Once the system goes into a steady state, recall that, for the rise, the capacitor voltage is going to go up from minus Vs by 2 all the way up to plus Vs by 2. So let's go ahead and try to figure out what that time is. So this is vC, the capacitor voltage. So to figure out vC, I could write down in general, for a rising capacitor voltage, the intuitive method of figuring out the rise time is the following.
So vC will be some initial voltage on capacitor, initial voltage on capacitor plus the change in voltage times 1 minus e raised to minus t over RC. The change that we're talking about is the voltage that the capacitor would have reached had it gone all the way to its high value.

Starting at Vs minus 2 and, if left to itself, the capacitor would've gone all the way to Vs. That is what we have to use for this formula. So in this formula, the initial value is simply minus Vs over two.
That's the initial value in the capacitor. So we can solve this equation for tr and that gives the rise time.

A similar method is used to find the fall time.

A clock is a square wave that's applied to digital systems. And the clock can be useful for senders and
receivers to communicate effectively.
OK, as an example, suppose I have a sender and a receiver. And the sender wants to send some values. So let's say the sender really wants to send the sequence of values, 1, 1, 0, as in the waveform shown here, OK? Also notice that the waveform is a little funny, in the sense that I have a 1 and 1.
I have a high part of the waveform out here with the 1 and 1 with the low part of the waveform showing 0, but then a part of the waveform where the signal is a bit funky. So for example, it could be that the output of the gate that is producing the waveform, because of parasitic capacitance and impedances, may have some ringing associated with it.

OK, so the receiver is sitting there trying to figure out when is the signal valid.  You can say the receiver can look at the signal when the clock is high, for example. That's the example I'm using here. In other cases, with what is called edge-triggered logic, you can tell the receiver, look at the signal during a given clock edge, a rising edge or a falling edge. But in our example, I'm simply going to say that the sender needs to make sure that a valid signal is available to the receiver whenever the clock is high.

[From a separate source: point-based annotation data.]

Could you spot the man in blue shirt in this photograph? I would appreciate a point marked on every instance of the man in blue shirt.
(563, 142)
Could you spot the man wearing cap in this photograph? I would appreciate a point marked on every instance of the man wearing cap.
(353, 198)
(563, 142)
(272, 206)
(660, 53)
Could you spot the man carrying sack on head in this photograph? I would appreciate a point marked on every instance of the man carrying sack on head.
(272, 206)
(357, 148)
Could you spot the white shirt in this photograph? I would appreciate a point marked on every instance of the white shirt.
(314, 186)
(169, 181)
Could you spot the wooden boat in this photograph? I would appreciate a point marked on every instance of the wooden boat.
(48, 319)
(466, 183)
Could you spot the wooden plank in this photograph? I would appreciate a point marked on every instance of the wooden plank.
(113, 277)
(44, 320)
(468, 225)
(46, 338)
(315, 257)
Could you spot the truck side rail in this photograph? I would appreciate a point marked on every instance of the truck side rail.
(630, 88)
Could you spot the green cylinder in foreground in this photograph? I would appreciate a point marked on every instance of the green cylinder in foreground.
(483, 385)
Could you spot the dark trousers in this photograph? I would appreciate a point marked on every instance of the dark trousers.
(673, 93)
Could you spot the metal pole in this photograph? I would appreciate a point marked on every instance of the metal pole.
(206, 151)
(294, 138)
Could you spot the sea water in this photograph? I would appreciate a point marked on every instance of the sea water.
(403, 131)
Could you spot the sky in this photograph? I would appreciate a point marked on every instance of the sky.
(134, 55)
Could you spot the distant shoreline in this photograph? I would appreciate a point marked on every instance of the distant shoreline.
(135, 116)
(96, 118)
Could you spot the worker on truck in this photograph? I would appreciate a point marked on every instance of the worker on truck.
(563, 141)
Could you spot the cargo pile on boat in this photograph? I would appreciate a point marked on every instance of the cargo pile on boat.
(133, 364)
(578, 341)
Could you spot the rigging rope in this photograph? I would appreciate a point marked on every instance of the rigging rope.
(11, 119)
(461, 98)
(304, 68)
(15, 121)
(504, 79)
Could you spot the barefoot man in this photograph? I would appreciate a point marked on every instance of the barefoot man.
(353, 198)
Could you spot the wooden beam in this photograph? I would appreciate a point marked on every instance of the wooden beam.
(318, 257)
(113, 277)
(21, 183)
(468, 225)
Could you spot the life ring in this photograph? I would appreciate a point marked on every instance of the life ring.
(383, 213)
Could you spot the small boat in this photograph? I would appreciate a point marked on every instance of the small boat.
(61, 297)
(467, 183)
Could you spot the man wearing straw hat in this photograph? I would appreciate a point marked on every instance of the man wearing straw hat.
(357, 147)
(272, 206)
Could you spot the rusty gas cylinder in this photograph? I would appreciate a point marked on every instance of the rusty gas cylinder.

So notice here the receiver is looking at the output from the sender whenever the clock is high.
Notice that the first time the clock is high, it picks up a 1. Then it picks up another 1. Then it picks up a 0 out here, OK? So it picks up a 0 at the point where the clock is high for the third time because the receiver sees a 1, 1, 0. And the receiver is pretty happy with that. So what we have done here using the clock is another kind of discretization. It is discretizing time, rather than dealing with
continuous time, by using a clock. 

Notice that discretization of time is one among another major sequence of discretizations that we do in systems to make it all work, OK? Recall, in physics, we had the discrete mass or lumped mass
discipline where we lumped matter and got the point mass simplification. Then, for the digital discipline, we discretized value, and we got the digital abstraction. And now we've talked about discretizing time, So this is a pretty cool sequence of things that we do to make systems easy to design and build.